Three Souls (Spanish: Tres almas) is a 2021 Chilean Western drama film written and directed by José Guerrero Urzúa. It is about 3 pirquineros that will come to mind a common memory regarding the tragedy that occurred in the high Atacama mountain range. It is the second film that tells the story of the Quispe sisters after The Quispe Girls (2013).

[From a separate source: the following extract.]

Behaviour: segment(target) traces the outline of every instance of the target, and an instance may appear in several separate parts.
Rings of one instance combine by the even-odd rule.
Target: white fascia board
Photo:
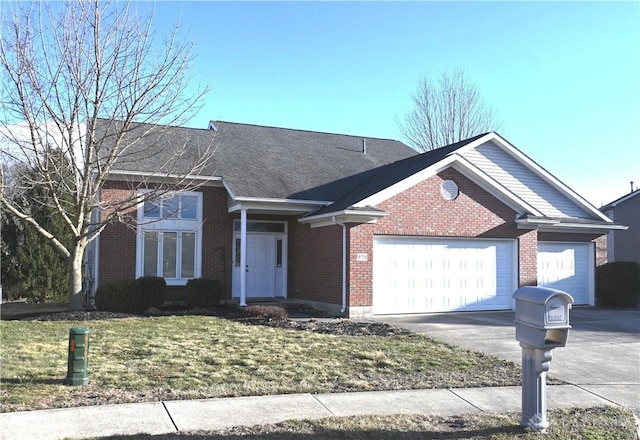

The film was named on the shortlist for Chilean's entry for the Academy Award for Best International Feature Film at the 94th Academy Awards, but it was not selected.

== Synopsis ==
On December 3, 2000, three pirquineros rode horses to a long-awaited gold vein located in the high Atacama mountain range. Upon arriving at the place, they set up a camp in the area where the tragedy occurred with the Quispe sisters in December 1974, from there traumatic, violent and macabre memories related to that event will emerge in their heads.

== Cast ==
The actors participating in this film are:

- Daniela Milla
- Ermelinda Milla
- Paolo Segura
- Sandra Cárcamo
- Alfredo Poblete
- Gonzalo Jara
- Danilo Palacios
- Claudio Pérez

== Production ==
Principal photography began in March 2019 in Atacama, Chile.

== Release ==
Three Souls had its world premiere on August 14, 2021, at the Fort Smith International Film Festival, then it was screened in September of the same year at the 12th Cinefantasy International Film Festival.